The thought of drinking your own urine might be disgusting to some people, but one Texas town thinks it might be the best option in the face of one of the state's worst droughts ever.
Big Spring, Texas, home to the Colorado River Municipal Water District, will be experimenting with reprocessing wastewater produced by the town's 27,000 residents, according to Discovery News. Sewage that is typically fed into a creek will be captured by a plant the district has just broken ground on.
"We're taking treated effluent (wastewater), normally discharged into a creek, and blending it with (traditionally supplied potable) water," district manager John Grant told Discovery News.

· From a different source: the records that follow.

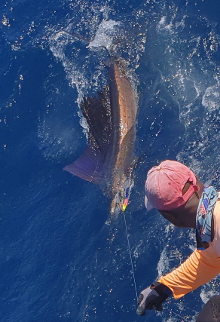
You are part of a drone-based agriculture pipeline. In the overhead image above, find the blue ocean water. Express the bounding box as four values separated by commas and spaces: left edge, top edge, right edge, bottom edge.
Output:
0, 0, 220, 322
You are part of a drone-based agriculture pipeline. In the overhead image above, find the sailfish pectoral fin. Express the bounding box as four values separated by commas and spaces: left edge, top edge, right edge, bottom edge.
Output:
64, 91, 112, 185
64, 147, 102, 184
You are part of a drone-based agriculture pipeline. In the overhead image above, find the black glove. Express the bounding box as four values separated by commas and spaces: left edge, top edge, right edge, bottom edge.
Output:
136, 282, 172, 316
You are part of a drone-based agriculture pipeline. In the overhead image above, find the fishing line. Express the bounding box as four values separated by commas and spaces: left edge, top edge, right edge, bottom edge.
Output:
123, 211, 138, 301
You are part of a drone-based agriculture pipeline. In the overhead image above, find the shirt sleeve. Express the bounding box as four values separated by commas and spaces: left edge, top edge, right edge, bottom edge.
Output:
159, 243, 220, 299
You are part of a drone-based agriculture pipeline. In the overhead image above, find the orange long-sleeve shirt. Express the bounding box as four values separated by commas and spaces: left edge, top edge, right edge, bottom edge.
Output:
159, 200, 220, 299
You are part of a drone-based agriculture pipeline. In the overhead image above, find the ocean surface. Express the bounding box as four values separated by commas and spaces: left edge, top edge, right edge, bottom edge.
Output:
0, 0, 220, 322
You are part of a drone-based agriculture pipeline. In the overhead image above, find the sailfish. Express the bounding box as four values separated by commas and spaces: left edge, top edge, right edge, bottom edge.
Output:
64, 58, 137, 214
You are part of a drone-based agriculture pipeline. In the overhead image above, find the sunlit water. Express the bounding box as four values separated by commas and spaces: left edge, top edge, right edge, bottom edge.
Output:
0, 0, 220, 322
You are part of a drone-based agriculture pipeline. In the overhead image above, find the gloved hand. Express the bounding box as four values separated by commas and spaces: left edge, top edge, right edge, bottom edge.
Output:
136, 282, 172, 316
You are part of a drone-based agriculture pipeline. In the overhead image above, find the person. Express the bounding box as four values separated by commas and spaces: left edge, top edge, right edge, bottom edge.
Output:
137, 160, 220, 321
196, 295, 220, 322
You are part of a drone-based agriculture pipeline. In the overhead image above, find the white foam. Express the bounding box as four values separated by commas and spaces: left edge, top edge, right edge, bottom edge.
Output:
88, 20, 120, 50
202, 84, 220, 112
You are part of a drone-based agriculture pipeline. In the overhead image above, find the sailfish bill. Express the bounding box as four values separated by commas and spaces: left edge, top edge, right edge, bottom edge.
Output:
64, 58, 137, 214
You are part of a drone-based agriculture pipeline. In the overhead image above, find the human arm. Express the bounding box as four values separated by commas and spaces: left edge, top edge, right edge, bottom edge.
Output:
158, 243, 220, 299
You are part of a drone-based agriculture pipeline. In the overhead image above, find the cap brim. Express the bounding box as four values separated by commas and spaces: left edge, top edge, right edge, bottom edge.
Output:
144, 196, 154, 211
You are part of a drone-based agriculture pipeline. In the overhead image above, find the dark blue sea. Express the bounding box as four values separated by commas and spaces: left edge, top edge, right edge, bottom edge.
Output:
0, 0, 220, 322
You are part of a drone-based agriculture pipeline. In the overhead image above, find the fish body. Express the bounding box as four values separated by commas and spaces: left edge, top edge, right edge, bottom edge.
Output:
64, 58, 137, 214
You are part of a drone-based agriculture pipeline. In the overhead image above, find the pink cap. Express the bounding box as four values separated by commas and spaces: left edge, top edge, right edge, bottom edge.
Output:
145, 160, 199, 210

While the system will be recycling residents' urine along with other components of their waste, it's not nearly as direct as NASA's urine recycling system, according to Space.com. On the last shuttle mission, astronauts experimented with a Forward Osmosis Bag that processed astronauts' urine and sweat, creating potable water in microgravity.
When asked about that process, Grant told Discovery News, "I don't think I could sell that one."
However, with the continued drought in Texas, who knows what measures locals may have to resort to. Reuters has reported that the triple-digit heatwave that's gripping much of the U.S. has been anchored in Texas and has limited the state to just 40 percent of its normal rainfall for this time of year.
In addition, the lack of moisture on the ground has limited the area's capacity to create clouds, thus making daytime rainfall almost impossible, and perpetuating the drought.
According to the Associated Press, a U.N. climate panel plans to release a report in November examining the link between climate change and extreme weather events.